Пехотный командир дико гогочет. Голубчиков долго не может прийти в себя от удивления и время от времени повторяет: «Скажите пожалуйста!»
— А ведь нельзя сказать, чтоб глупый человек был! — говорит Генералов.
— Ничего особенного, — возражает Рылонов.
— Все около свечки летал!
— А главное, то забавно, что свечку-то нашу сальную за солнце принимал…
— Ан и обжег крылушки!
— Ах, господа, господа! Как знать, чего не знаешь! Как солнышка-то нет, так и сальную свечку поневоле за солнце примешь! — говорит Голубчиков, впадая, по случаю превратности судеб, в сугубую сентиментальность.
— Все, знаете, какого-то смысла искал…
— Даже в нашей канцелярской работе…
— Смешно слушать!
— Всех столоначальников с ног смотал!
— И что, например, за расчет был ссориться с Забулдыгиным? — продолжает Голубчиков, — решительно не могу понять! Я сам вот, как видите, не раз ему говорил: «Да плюньте вы на него, Николай Иваныч!» Так нет, куда тебе. «Плюнуть-то, говорит, я на него, пожалуй, плюну, только ведь и растереть потом надо, ваше превосходительство!»
— Ан вот и растирай теперь!
— Грани теперь в Питере мостовую, покуда приличное место отыщешь…
— Это, как по-нашему говорится: cherche![87] — замечает командир.

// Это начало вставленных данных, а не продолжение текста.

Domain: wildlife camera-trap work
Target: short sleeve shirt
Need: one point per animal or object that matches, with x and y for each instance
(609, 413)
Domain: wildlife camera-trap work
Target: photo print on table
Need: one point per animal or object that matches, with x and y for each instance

— А плюнул бы, так и все бы ладно!
— Оно конечно, ваше превосходительство, что лучше плюнуть, но ведь, с другой стороны, и сердце иногда болит! — возражает статский советник Генералов.

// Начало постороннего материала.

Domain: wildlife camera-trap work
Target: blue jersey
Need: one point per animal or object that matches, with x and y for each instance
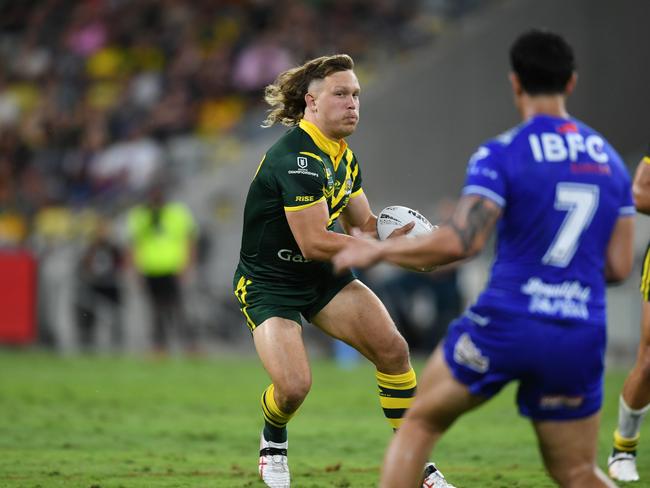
(562, 188)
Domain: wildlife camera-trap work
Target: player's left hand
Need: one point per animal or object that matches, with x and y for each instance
(402, 231)
(359, 253)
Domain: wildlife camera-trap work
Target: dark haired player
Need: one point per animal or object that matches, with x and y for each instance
(561, 201)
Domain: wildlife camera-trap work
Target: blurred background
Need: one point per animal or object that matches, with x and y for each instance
(113, 108)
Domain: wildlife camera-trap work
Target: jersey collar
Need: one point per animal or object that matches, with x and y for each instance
(334, 149)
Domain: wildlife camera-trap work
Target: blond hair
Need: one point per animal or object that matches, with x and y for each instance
(287, 95)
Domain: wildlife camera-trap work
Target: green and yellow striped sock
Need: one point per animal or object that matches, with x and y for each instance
(623, 444)
(275, 420)
(396, 392)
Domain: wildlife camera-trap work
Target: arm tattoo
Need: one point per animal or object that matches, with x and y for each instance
(480, 218)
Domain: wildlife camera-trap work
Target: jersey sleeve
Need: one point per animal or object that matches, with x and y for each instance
(355, 172)
(301, 180)
(627, 207)
(486, 175)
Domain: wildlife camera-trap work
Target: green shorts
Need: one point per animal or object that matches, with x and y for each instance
(261, 300)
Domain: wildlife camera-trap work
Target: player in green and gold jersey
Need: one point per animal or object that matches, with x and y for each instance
(306, 182)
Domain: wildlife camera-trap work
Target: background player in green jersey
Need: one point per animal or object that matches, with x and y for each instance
(635, 397)
(307, 181)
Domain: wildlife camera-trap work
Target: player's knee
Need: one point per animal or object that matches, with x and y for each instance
(292, 395)
(644, 362)
(394, 354)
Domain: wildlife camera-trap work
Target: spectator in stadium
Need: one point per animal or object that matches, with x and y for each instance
(99, 295)
(162, 234)
(307, 181)
(561, 196)
(635, 397)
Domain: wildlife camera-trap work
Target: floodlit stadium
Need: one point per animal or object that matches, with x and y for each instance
(137, 177)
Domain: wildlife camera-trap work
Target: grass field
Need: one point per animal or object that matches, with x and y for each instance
(108, 422)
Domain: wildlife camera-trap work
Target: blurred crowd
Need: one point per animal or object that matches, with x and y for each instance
(97, 96)
(101, 99)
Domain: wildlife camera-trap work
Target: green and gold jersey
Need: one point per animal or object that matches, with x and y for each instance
(301, 169)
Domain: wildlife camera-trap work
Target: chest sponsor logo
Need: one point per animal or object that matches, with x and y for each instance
(567, 300)
(291, 256)
(304, 198)
(555, 148)
(302, 164)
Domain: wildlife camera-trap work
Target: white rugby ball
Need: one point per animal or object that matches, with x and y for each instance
(397, 216)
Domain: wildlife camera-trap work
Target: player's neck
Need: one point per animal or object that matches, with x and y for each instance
(552, 105)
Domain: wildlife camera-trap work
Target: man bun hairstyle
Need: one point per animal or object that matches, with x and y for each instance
(543, 61)
(286, 95)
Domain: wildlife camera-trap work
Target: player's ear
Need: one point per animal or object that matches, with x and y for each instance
(310, 102)
(571, 84)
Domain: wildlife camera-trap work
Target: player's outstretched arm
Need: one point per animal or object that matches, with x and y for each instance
(309, 228)
(463, 236)
(641, 184)
(620, 250)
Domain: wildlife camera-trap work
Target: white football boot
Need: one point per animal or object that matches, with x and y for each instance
(272, 466)
(433, 478)
(622, 466)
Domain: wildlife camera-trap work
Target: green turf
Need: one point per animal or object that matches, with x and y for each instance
(106, 422)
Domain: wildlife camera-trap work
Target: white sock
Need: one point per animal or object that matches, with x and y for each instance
(629, 420)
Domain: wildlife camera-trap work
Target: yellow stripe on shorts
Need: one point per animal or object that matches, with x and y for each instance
(645, 276)
(240, 293)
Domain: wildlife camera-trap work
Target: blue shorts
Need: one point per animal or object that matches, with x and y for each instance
(559, 366)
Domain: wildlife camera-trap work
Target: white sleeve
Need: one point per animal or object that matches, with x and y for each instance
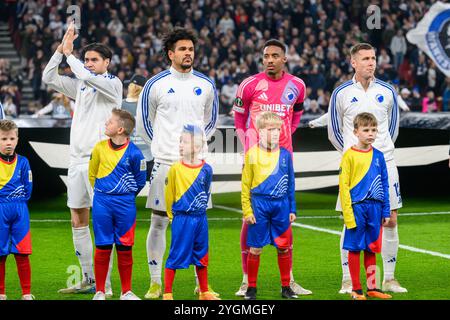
(62, 84)
(2, 112)
(335, 122)
(393, 116)
(146, 111)
(211, 112)
(110, 86)
(320, 122)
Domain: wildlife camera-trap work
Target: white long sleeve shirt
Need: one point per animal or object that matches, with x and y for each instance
(170, 100)
(95, 96)
(350, 99)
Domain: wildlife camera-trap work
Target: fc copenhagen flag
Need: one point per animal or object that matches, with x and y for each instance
(432, 35)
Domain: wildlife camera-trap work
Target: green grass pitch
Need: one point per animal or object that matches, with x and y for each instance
(316, 254)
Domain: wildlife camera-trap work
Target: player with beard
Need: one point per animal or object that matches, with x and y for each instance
(169, 100)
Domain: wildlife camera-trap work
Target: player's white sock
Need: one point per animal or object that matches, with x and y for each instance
(83, 247)
(389, 251)
(108, 276)
(156, 246)
(344, 259)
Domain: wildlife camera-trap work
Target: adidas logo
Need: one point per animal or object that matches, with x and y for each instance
(153, 263)
(263, 96)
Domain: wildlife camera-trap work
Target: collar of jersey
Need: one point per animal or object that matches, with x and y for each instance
(359, 85)
(181, 75)
(274, 80)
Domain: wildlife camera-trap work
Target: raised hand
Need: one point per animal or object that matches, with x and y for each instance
(68, 39)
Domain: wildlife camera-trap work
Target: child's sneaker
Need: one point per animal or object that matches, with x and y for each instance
(377, 293)
(129, 296)
(242, 290)
(207, 296)
(168, 296)
(99, 295)
(358, 295)
(210, 290)
(154, 292)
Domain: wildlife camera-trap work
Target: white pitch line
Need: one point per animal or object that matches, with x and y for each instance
(306, 226)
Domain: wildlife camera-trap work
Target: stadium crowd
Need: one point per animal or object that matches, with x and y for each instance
(231, 33)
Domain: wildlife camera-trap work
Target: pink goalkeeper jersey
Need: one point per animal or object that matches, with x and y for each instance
(260, 93)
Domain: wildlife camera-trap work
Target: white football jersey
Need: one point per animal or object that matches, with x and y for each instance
(170, 100)
(350, 99)
(95, 96)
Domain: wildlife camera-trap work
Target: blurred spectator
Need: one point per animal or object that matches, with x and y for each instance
(429, 103)
(61, 107)
(398, 48)
(9, 107)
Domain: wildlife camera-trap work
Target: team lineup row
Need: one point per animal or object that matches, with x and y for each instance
(183, 102)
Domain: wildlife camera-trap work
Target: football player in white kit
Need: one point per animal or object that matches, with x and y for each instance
(365, 93)
(96, 93)
(169, 100)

— И ой-ой, еще как болит! — развивает Иван Фомич.
— И все-таки плюнуть! — упорствует Голубчиков, — да помилуйте, господа, что ж это за ребячество! Ну, вы представьте себе, например, меня; ну, иду я по улице и встречаю на пути своем неприличную кучу… Неужели я стану огрызаться на нее за то, что она на пути моем легла? нет, я плюну на нее и, плюнувши, осторожно обойду.
— Нет-с, ваше превосходительство, я насчет этого не могу пристать к вашему мнению, — возражает Иван Фомич, — конечно, на кучу, так сказать, неодушевленную и, следовательно, не своим произволом накиданную, сердиться смешно, но в овраг ее свалить все-таки следует-с.
— А если овраг уж завален?
— И, ваше превосходительство! в губернском городе чтоб не нашлось места для нечистот! — да это боже упаси!
— А я все-таки продолжаю утверждать, что следует плюнуть, и больше ничего!
— Нет, вы мне объясните, за что они передрались? — спрашивает Генералов.
— Да верно ли это?
— Ты, генерал, не соврал ли?
— Ведь ты, ваше превосходительство, здоров врать-то!
— Помилуйте-с, сейчас из клуба-с; Забулдыгин сам всем рассказывает!
— Чай, шампанское на радостях лакает?
— Не без того-с.
— Ну, значит, крупно наябедничал!
— А жаль молодого человека. Еще намеднись говорил я ему: «Плюньте, Николай Иваныч!» — так нет же!
Для объяснения этой сцены считаю не излишним сказать несколько слов о Шалимове и Забулдыгине.
Шалимова мы вообще не любили. Человек этот, будучи поставлен природою в равные к нам отношения, постоянно предъявлял наклонности странные и даже отчасти подлые. Дружелюбный с низшим сортом людей, он был самонадеян и даже заносчив с равными и высшими. К красотам природы был равнодушен, а к человеческим слабостям предосудительно строг. Глумился над пристрастием генерала Голубчикова к женскому полу, хотя всякий благомыслящий гражданин должен понимать, что человек его лет (то есть преклонных), и притом имеющий хорошие средства, не может без сего обойтись. Действия Забулдыгина порицал открыто и (что всего важнее) позволял себе разные колкости насчет его действительно не соответствующего своему назначению носа. Вообще же видел предметы как бы наизнанку и походил на человека, который, не воздвигнув еще нового здания, желает подкопаться под старое. Желание тем более пагубное, что в последнее время уже неоднократно являлись примеры исполнения его. Следовательно, удаление такого человека должно было не огорчить, но обрадовать нас. И думаю, что принесенное Рылоновым известие произвело именно подобного рода действие; хотя же генерал Голубчиков и заявил при этом некоторое сожаление, но должно полагать, что это сделано им единственно по чувству христианского человеколюбия.